I may read out the voices already condemned.

In 2017, all theoretical reflection bore the fruit of practice. From then on, my political consciousness fully awakened. Standing far away and watching coldly, or turning my face elsewhere and fleeing timidly, cannot change this unreasonable world. If I still hold any hope of creating a happy life for my future children, I must act and place myself inside it.

In the Constitution, our name is “citizen.” What kind of citizen? One who can express independent views without arrogance; obey politics without servility; participate actively in national policy; feel sympathy when seeing the weak, and anger when seeing evil. That is a real citizen.
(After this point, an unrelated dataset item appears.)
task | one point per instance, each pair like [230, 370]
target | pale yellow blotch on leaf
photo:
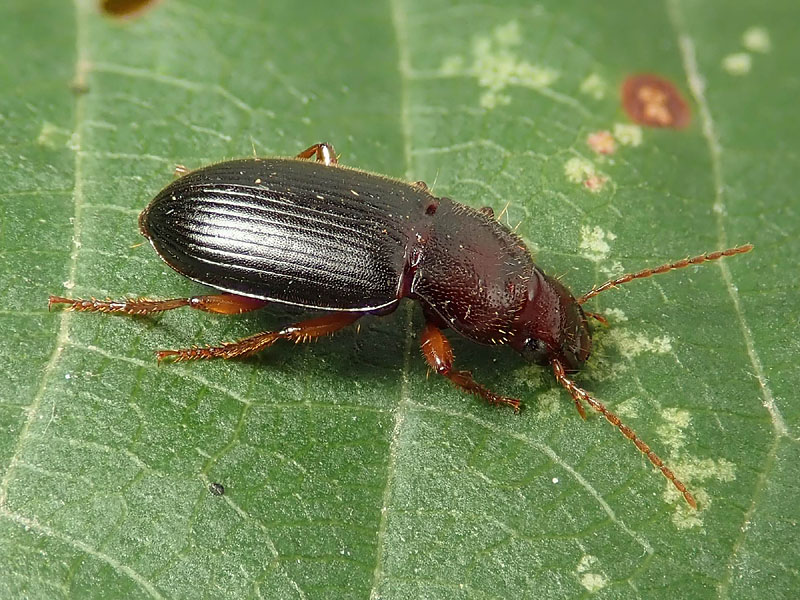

If the ocean is destined to break its dikes,

Let all bitter waters pour into my heart;

If the land is destined to rise,

Let humanity choose again the peak of survival.

New turning points and shining stars

Are filling the unobstructed sky.

Those are five thousand years of pictographs,

Those are the eyes with which future people gaze.

That is why I borrowed this line as the title. In another Wuxu year, I will continue walking forward with hope, waiting eagerly for every new dawn.

The longing for sincere love, the tireless pursuit of truth, and an irrepressible compassion for human suffering: these three simple but powerful passions govern my life. This was my 2017. I place my best hopes in the new year, and sincerely wish happiness to everyone who has read this far, and everyone who has not.